А на земле в это время, в это же самое время, в те же часы и минуты, в те же мгновенья, тут же исчезающие, чтоб за ними вырастали мгновенья новые, продолжаясь до бесконечности, всё возможно, всё вероятно, всё издревле материально, потому что известно, что время это просто сама, запомните навсегда для себя, материя, так-то, братцы, – на берегу – варят кашу с привкусом дыма, жгут костры, отрешённо играют, как уж выйдет у них, на гитаре.
А в порту есть ещё и собратья вдаль ушедшего корабля – тоже смелые, тоже плавучие, тоже, стоит отметить, крепкие.

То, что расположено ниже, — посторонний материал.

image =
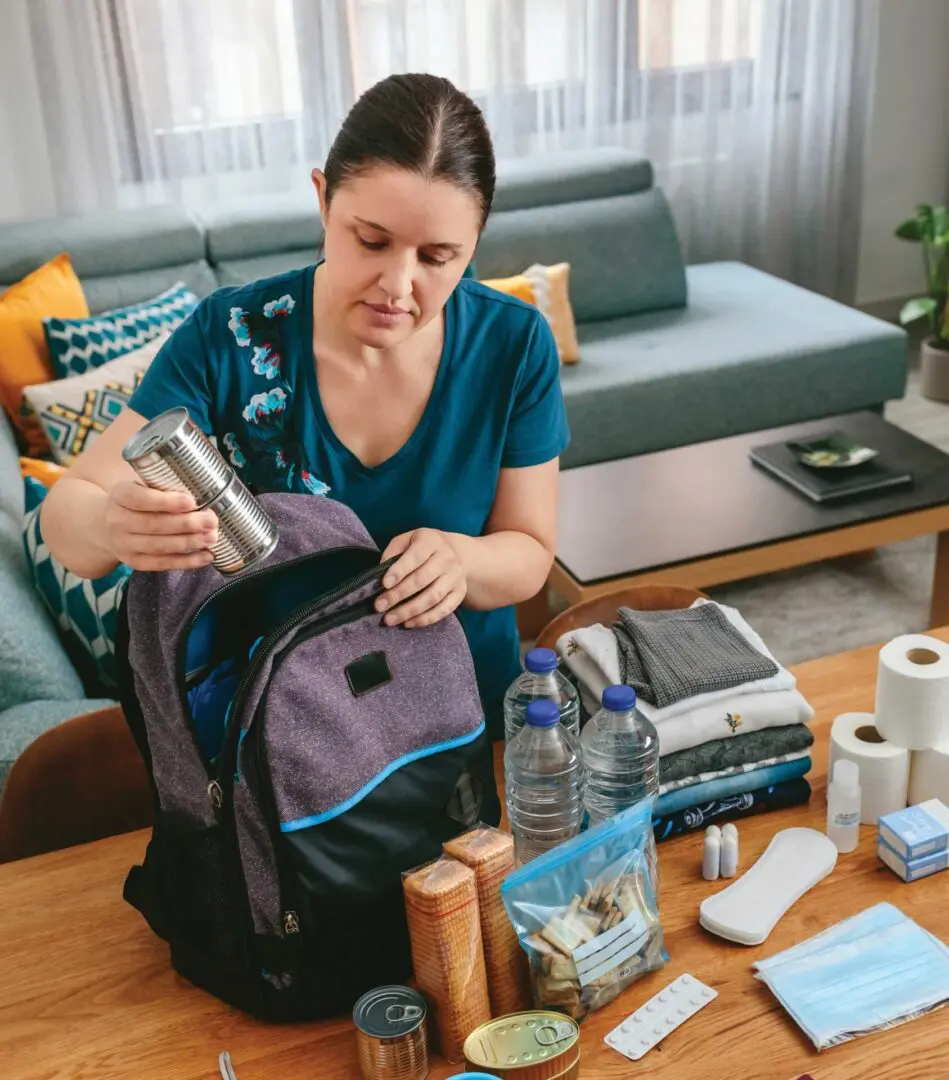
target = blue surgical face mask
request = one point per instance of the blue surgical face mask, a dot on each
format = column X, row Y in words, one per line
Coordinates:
column 867, row 973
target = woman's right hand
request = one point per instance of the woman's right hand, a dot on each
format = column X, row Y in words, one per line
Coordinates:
column 149, row 529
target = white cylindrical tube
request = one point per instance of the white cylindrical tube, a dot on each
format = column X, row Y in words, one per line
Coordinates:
column 712, row 853
column 730, row 850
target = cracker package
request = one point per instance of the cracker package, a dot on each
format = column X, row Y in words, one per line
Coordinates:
column 490, row 853
column 448, row 960
column 586, row 914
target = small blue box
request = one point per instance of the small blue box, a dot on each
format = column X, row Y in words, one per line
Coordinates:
column 917, row 831
column 916, row 868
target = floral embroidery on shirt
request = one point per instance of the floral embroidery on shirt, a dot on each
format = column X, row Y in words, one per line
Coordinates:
column 269, row 455
column 313, row 485
column 281, row 307
column 234, row 453
column 266, row 362
column 238, row 325
column 263, row 405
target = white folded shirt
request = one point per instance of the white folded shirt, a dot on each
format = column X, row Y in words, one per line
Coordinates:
column 593, row 656
column 592, row 653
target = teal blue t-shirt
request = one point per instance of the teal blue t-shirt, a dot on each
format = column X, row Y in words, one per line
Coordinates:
column 243, row 366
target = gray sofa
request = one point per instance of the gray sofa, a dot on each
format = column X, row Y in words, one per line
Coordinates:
column 669, row 354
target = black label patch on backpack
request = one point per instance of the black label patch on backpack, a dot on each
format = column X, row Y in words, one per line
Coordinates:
column 368, row 673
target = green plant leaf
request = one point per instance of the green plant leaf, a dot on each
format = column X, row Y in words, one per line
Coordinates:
column 917, row 309
column 910, row 230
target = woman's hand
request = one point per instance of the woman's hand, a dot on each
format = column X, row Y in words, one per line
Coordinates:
column 158, row 530
column 426, row 583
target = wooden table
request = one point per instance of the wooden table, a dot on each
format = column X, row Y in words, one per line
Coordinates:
column 86, row 991
column 703, row 515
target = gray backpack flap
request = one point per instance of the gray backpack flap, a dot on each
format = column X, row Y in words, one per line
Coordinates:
column 302, row 756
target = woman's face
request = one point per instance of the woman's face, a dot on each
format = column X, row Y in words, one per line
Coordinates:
column 396, row 245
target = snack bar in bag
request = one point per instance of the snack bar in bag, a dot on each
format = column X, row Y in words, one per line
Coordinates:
column 586, row 914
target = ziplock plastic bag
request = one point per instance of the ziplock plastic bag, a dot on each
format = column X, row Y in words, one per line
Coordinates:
column 870, row 972
column 586, row 914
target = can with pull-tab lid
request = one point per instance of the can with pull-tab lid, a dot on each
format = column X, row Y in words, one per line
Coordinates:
column 172, row 454
column 391, row 1034
column 528, row 1045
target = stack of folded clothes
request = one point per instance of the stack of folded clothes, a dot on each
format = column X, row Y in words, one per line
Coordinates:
column 731, row 723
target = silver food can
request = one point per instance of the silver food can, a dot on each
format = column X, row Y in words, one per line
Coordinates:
column 391, row 1034
column 172, row 454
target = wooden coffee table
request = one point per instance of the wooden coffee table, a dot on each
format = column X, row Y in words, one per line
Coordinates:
column 703, row 515
column 87, row 993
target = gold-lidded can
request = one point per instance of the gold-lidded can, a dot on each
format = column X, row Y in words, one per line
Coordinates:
column 391, row 1034
column 528, row 1045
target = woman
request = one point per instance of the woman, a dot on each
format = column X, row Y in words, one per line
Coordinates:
column 428, row 403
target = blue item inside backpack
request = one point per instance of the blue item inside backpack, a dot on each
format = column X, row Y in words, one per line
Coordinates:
column 225, row 635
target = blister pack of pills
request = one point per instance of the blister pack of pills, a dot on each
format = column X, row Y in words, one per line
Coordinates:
column 663, row 1013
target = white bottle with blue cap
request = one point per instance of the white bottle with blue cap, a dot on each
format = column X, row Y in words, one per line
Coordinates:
column 620, row 756
column 540, row 678
column 543, row 779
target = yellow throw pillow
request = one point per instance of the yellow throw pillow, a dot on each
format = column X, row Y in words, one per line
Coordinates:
column 51, row 292
column 548, row 288
column 45, row 472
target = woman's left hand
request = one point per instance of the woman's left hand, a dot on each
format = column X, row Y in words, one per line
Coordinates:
column 425, row 584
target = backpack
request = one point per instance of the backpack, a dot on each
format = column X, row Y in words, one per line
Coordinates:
column 302, row 756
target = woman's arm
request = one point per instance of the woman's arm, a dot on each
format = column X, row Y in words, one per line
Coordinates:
column 511, row 562
column 99, row 514
column 506, row 565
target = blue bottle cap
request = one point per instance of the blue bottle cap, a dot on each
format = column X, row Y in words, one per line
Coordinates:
column 619, row 699
column 541, row 661
column 543, row 713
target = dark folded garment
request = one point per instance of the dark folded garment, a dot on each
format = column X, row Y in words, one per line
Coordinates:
column 719, row 754
column 791, row 793
column 668, row 656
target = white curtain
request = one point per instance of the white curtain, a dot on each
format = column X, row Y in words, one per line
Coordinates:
column 754, row 112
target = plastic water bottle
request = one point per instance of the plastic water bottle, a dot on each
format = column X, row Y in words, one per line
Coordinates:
column 620, row 756
column 543, row 773
column 540, row 679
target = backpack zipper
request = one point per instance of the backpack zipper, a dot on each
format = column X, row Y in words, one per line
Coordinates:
column 181, row 653
column 225, row 782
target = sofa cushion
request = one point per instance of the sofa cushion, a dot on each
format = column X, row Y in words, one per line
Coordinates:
column 21, row 725
column 75, row 412
column 550, row 179
column 240, row 271
column 86, row 611
column 79, row 345
column 623, row 252
column 121, row 256
column 32, row 662
column 238, row 229
column 51, row 289
column 749, row 352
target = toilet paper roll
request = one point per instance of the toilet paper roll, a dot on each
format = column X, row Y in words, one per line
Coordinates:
column 884, row 768
column 929, row 774
column 912, row 691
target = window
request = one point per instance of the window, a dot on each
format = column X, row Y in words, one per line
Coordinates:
column 694, row 34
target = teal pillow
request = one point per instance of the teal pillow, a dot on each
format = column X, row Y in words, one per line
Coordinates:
column 79, row 345
column 85, row 611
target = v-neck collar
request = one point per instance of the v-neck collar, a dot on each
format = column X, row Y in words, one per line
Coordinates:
column 326, row 430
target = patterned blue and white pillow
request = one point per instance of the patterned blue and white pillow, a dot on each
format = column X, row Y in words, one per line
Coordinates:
column 85, row 611
column 79, row 345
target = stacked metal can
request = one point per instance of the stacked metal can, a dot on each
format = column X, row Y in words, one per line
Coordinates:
column 391, row 1034
column 172, row 454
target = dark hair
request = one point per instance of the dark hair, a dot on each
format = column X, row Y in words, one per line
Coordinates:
column 422, row 123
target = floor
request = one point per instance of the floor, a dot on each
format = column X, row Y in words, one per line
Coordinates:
column 817, row 610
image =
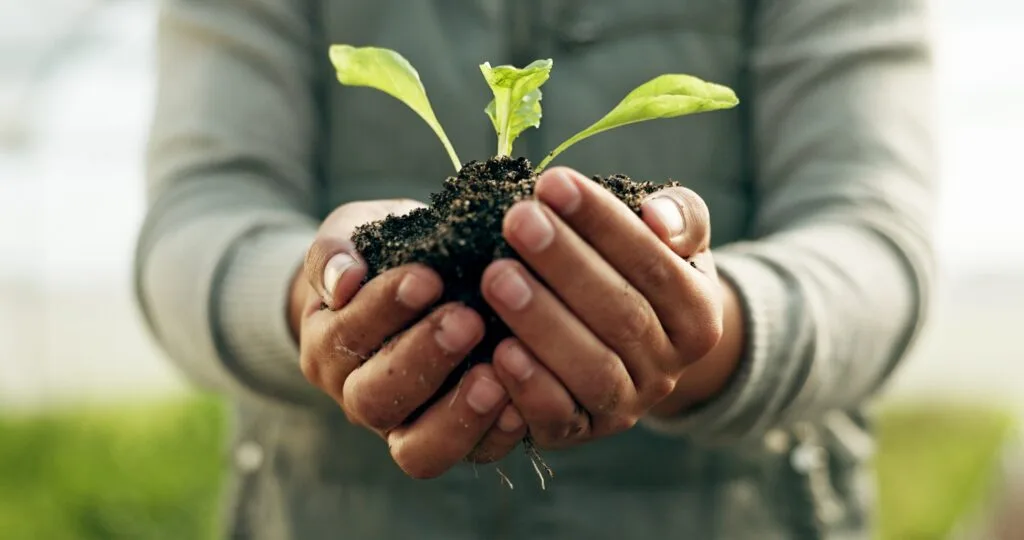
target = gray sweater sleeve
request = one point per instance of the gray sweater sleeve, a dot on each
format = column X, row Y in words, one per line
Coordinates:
column 837, row 277
column 230, row 201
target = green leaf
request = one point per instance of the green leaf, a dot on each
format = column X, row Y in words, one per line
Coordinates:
column 388, row 72
column 664, row 96
column 516, row 106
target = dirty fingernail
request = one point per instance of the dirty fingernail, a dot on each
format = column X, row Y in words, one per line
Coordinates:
column 511, row 289
column 456, row 332
column 334, row 270
column 562, row 193
column 669, row 214
column 415, row 292
column 534, row 229
column 484, row 396
column 517, row 363
column 510, row 420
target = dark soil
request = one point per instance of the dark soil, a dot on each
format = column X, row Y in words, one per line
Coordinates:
column 460, row 233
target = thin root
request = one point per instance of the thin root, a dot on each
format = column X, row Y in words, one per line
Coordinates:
column 538, row 462
column 505, row 480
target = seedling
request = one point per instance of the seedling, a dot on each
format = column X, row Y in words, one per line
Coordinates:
column 516, row 106
column 460, row 233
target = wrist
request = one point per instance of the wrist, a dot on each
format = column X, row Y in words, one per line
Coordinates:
column 709, row 376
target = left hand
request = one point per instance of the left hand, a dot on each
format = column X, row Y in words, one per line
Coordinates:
column 603, row 336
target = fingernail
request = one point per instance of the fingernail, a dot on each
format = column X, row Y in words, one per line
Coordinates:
column 668, row 213
column 334, row 270
column 484, row 396
column 562, row 194
column 517, row 363
column 534, row 230
column 511, row 290
column 510, row 420
column 455, row 333
column 415, row 292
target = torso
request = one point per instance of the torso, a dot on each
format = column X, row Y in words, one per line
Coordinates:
column 329, row 480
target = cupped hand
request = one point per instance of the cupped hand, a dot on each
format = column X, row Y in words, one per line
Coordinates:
column 381, row 352
column 608, row 309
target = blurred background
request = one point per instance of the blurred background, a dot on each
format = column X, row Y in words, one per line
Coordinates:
column 93, row 420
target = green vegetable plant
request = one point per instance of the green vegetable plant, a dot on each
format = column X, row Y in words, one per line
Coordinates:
column 459, row 234
column 516, row 106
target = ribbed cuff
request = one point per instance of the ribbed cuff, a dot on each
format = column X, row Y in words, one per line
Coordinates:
column 252, row 312
column 734, row 413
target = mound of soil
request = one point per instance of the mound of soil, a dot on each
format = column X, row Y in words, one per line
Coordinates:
column 460, row 233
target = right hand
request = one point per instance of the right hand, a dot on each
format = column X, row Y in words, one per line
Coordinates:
column 474, row 421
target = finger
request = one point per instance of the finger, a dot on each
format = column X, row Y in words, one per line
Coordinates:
column 554, row 418
column 679, row 217
column 664, row 278
column 502, row 439
column 592, row 373
column 451, row 428
column 334, row 270
column 385, row 390
column 586, row 282
column 334, row 343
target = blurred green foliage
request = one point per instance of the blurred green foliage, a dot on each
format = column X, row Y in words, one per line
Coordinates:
column 936, row 464
column 154, row 472
column 148, row 472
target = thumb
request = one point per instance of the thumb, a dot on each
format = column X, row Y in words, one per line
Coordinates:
column 680, row 218
column 333, row 266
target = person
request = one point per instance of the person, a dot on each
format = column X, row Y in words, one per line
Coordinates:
column 725, row 400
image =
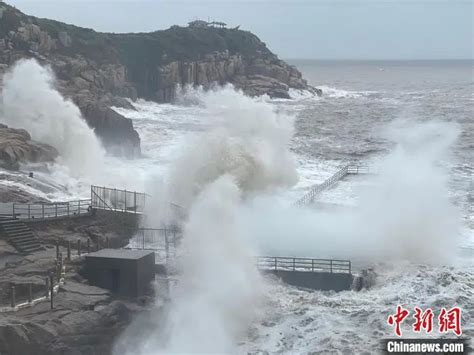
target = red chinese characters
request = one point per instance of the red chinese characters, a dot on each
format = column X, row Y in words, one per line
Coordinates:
column 423, row 320
column 397, row 319
column 448, row 320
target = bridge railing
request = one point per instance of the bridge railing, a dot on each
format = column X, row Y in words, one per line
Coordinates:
column 317, row 189
column 51, row 210
column 359, row 169
column 157, row 239
column 117, row 200
column 304, row 264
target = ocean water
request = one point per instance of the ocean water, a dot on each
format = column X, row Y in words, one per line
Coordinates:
column 353, row 121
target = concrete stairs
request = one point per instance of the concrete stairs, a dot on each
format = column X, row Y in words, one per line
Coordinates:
column 20, row 236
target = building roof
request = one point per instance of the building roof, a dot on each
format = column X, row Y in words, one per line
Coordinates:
column 120, row 254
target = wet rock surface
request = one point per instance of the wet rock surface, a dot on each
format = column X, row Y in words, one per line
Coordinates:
column 97, row 70
column 16, row 146
column 85, row 319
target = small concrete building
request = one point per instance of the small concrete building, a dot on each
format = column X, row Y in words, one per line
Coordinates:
column 126, row 273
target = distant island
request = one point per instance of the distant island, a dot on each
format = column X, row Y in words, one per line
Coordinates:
column 100, row 70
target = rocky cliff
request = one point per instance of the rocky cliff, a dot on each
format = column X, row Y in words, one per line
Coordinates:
column 16, row 147
column 98, row 70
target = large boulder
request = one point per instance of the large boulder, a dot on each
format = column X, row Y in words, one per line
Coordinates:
column 16, row 146
column 115, row 131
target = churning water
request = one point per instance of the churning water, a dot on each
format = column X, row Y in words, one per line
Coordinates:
column 247, row 160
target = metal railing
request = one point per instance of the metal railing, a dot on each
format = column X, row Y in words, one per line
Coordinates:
column 309, row 197
column 360, row 169
column 304, row 264
column 51, row 210
column 157, row 239
column 117, row 200
column 349, row 169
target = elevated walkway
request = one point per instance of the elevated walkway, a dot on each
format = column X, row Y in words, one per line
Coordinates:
column 348, row 169
column 20, row 236
column 316, row 274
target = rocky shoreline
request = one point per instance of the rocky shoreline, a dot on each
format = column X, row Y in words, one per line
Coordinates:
column 16, row 146
column 101, row 70
column 85, row 319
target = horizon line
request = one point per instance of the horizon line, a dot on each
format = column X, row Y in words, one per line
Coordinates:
column 383, row 59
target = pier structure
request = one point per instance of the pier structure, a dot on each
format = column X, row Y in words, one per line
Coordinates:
column 347, row 169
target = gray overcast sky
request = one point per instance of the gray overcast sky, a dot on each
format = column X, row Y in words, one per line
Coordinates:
column 325, row 29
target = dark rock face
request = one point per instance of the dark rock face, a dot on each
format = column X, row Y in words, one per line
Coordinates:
column 16, row 147
column 96, row 69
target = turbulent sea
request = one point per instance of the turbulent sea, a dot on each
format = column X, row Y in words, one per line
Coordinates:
column 357, row 119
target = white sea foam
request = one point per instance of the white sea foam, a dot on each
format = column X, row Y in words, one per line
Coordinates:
column 30, row 101
column 335, row 93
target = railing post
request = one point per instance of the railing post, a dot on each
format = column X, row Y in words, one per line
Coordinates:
column 135, row 201
column 60, row 267
column 47, row 286
column 30, row 293
column 69, row 250
column 13, row 300
column 51, row 289
column 125, row 209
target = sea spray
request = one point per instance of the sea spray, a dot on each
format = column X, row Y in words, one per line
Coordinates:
column 246, row 138
column 404, row 213
column 219, row 287
column 30, row 101
column 243, row 153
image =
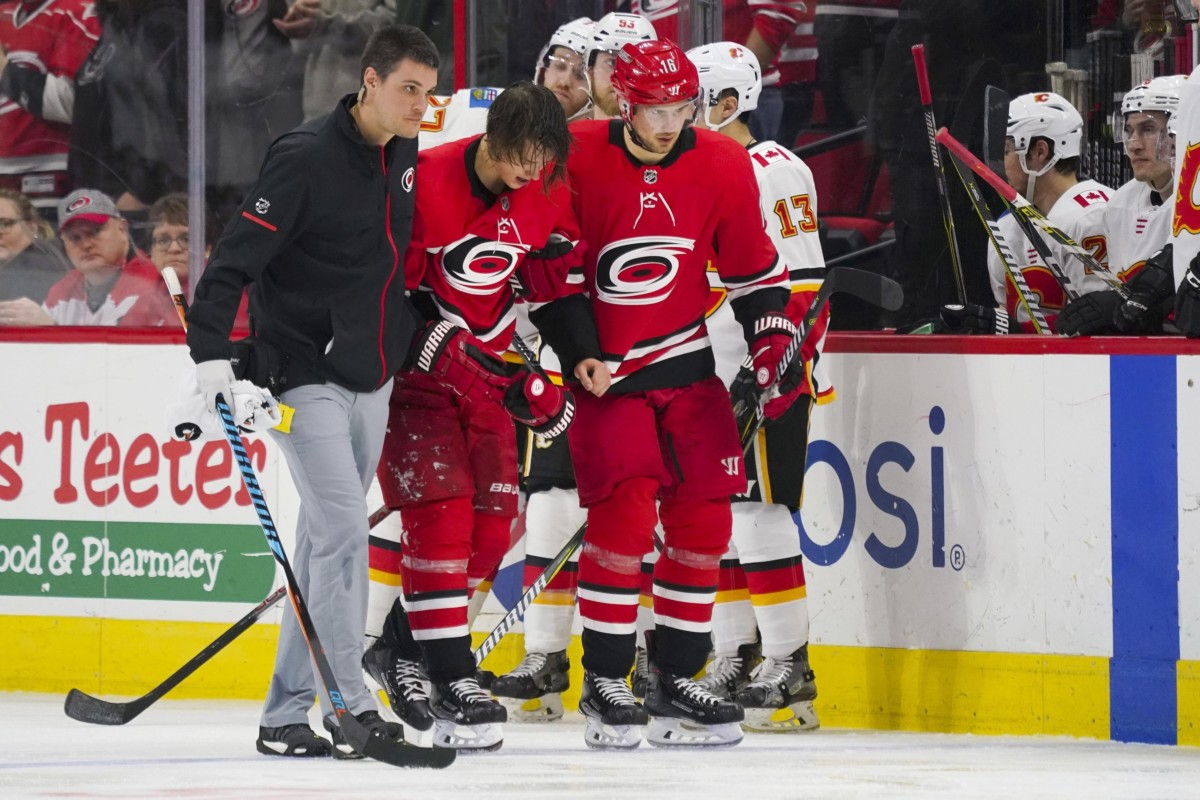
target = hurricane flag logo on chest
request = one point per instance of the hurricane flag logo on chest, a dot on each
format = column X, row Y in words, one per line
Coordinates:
column 477, row 265
column 640, row 271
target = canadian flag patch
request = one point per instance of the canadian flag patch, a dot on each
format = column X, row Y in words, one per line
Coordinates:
column 1091, row 198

А в Москве, далеко, есть женщина одинокая и окно.
А вон там, наверху, есть мелко, дробно как-то, слишком извилисто, коренастым поросшая лесом, несгораемая гора.
И ходим-то мы – не забудьте об этом, друзья, – по вулкану.
Помнишь поездку в «Газике» от Феодосии, кажется, нет, конечно же, от Керчи, солнцем выжженной, просолённой ветром с моря насквозь, донельзя, словно связка бычков сушёных, во дворах своих и на склонах Митридата, везде, повсюду, разбросавшей щедрыми пригоршнями цветовые пятна и запахи, впрок, наверное, на потом, чтоб хватило на всех когда-нибудь их с избытком, до Феодосии, в самом конце скитальческого, переполненного событиями небывалыми, шалого, знакового, жаркого, звёздного августа, под дождём проливным, сто двадцать километров отчаянных в час, нас много, и мы сидим слишком тесно, вплотную друг к другу, пассажиры, и нам, разумеется, почему-то не по себе, страшновато нам иногда, прямо скажем, от гонки этой сквозь отвесные струи дождя, сквозь косматую мглу, сквозь вечер, назревающий постепенно вдалеке, в стороне, вперёд, может быть, и нам повезёт, как везло и прежде, бывало, дай-то Бог, а шофёр беззаботен?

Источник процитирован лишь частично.